Soal ini semakin rumit ketika Pemerintah kembali mengizinkan operasi PLTU baru ukuran jumbo yang membuat oversupply listrik PLN semakin lebar.

“Persoalan ini pula yang membuat kandasnya Rancangan Undang-Undang Energi Baru Energi Terbarukan (EBET) karena Pemerintah tidak menyerahkan Daftar Inventarisasi Masalah (DIM) sesuai aturan Undang-Undang yang paling lambat 60 hari sejak diterimanya surat dari DPR,” jelasnya.

Mulyanto menyatakan, salah satu penyebab DIM belum juga keluar karena pihak pemerintah belum sepakat soal power wheeling yakni inisiatif swasta dalam pembangunan EBET yang diintegrasikan dalam jaringan PLN.

“DPR sendiri menginginkan Pemerintah merumuskan soal ini dengan baik dan tepat waktu sesuai dengan bingkai peraturan perundang-undangan,” ujarnya.

Mulyanto bilang, pihaknya menginginkan pemerintah mencari terobosan inisiatif strategis untuk mengembangkan sumber energi listrik yang bersih sekaligus murah. Dia menilai permasalahan inilah yang masih belum tuntas.

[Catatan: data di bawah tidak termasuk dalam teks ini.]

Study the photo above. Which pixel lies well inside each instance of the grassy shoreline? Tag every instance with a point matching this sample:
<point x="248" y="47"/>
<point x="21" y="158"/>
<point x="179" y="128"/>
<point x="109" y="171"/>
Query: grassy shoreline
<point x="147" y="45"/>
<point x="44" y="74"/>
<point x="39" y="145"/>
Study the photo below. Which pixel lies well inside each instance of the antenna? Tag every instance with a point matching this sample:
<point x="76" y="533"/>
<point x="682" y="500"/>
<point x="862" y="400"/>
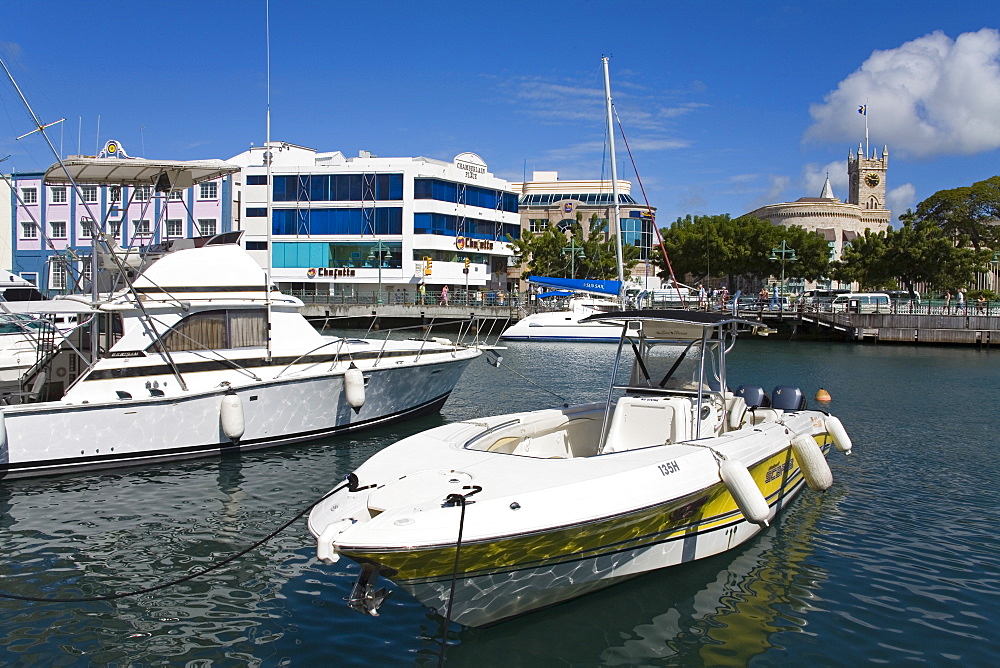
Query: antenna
<point x="614" y="177"/>
<point x="267" y="161"/>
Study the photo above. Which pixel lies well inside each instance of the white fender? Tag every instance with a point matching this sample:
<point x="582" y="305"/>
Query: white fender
<point x="36" y="388"/>
<point x="737" y="413"/>
<point x="748" y="496"/>
<point x="810" y="458"/>
<point x="231" y="416"/>
<point x="325" y="551"/>
<point x="839" y="434"/>
<point x="354" y="387"/>
<point x="4" y="456"/>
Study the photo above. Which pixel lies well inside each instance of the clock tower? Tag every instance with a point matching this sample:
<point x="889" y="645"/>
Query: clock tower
<point x="866" y="178"/>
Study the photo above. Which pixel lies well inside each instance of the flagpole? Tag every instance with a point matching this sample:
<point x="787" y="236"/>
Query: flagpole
<point x="866" y="127"/>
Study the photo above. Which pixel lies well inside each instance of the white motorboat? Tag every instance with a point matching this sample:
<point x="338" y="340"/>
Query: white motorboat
<point x="490" y="518"/>
<point x="21" y="337"/>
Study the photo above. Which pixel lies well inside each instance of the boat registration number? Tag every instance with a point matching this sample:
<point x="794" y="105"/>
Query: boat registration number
<point x="667" y="468"/>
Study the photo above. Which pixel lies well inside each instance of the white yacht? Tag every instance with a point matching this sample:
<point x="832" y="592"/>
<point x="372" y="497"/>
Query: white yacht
<point x="199" y="354"/>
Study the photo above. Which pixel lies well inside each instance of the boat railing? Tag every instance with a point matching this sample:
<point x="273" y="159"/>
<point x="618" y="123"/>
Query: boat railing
<point x="491" y="430"/>
<point x="338" y="342"/>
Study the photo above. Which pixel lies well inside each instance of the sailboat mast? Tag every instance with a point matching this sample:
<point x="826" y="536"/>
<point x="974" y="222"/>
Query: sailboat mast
<point x="270" y="185"/>
<point x="614" y="179"/>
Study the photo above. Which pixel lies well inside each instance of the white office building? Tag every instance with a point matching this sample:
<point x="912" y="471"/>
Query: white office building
<point x="348" y="226"/>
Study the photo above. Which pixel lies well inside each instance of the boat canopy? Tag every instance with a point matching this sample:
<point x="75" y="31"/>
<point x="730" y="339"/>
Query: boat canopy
<point x="675" y="325"/>
<point x="165" y="175"/>
<point x="579" y="284"/>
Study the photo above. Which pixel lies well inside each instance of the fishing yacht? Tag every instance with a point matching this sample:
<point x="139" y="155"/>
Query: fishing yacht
<point x="198" y="354"/>
<point x="490" y="518"/>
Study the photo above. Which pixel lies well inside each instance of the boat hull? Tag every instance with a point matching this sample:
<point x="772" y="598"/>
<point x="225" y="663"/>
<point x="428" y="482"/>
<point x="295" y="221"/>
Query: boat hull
<point x="556" y="326"/>
<point x="57" y="437"/>
<point x="524" y="546"/>
<point x="484" y="600"/>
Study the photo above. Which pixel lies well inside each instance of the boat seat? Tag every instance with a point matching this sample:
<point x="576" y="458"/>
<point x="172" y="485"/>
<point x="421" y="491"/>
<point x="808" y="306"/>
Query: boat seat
<point x="759" y="415"/>
<point x="640" y="422"/>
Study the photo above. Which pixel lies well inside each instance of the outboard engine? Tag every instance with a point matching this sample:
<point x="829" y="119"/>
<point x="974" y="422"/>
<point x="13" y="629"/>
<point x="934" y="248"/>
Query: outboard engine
<point x="788" y="398"/>
<point x="754" y="396"/>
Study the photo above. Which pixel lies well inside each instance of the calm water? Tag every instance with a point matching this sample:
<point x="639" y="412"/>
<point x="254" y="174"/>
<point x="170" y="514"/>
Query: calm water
<point x="898" y="562"/>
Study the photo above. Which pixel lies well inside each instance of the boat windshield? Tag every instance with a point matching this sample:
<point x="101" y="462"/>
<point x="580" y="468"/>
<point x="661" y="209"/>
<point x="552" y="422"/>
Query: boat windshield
<point x="677" y="367"/>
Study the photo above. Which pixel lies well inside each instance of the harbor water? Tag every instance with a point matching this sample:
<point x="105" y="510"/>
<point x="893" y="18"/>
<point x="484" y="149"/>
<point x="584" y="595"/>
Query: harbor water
<point x="899" y="562"/>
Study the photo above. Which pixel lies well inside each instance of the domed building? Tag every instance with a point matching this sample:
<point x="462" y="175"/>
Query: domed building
<point x="840" y="222"/>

“Namun kalau kita harus memilih, maka energi yang murah di tengah turbulensi ekonomi dan mahalnya harga energi dunia menjadi harapan masyarakat. Ini yang harus kita pertimbangkan dan perjuangkan. Di tengah daya beli masyarakat yang masih lemah, kita masih membutuhkan energi yang murah,” tegasnya.

Untuk diketahui, Pemerintah kembali mengizinkan operasi PLTU baru untuk Commercial Operation Date (COD) sejumlah Pembangkit Listrik Bertenaga Uap (PLTU) berkapasitas besar.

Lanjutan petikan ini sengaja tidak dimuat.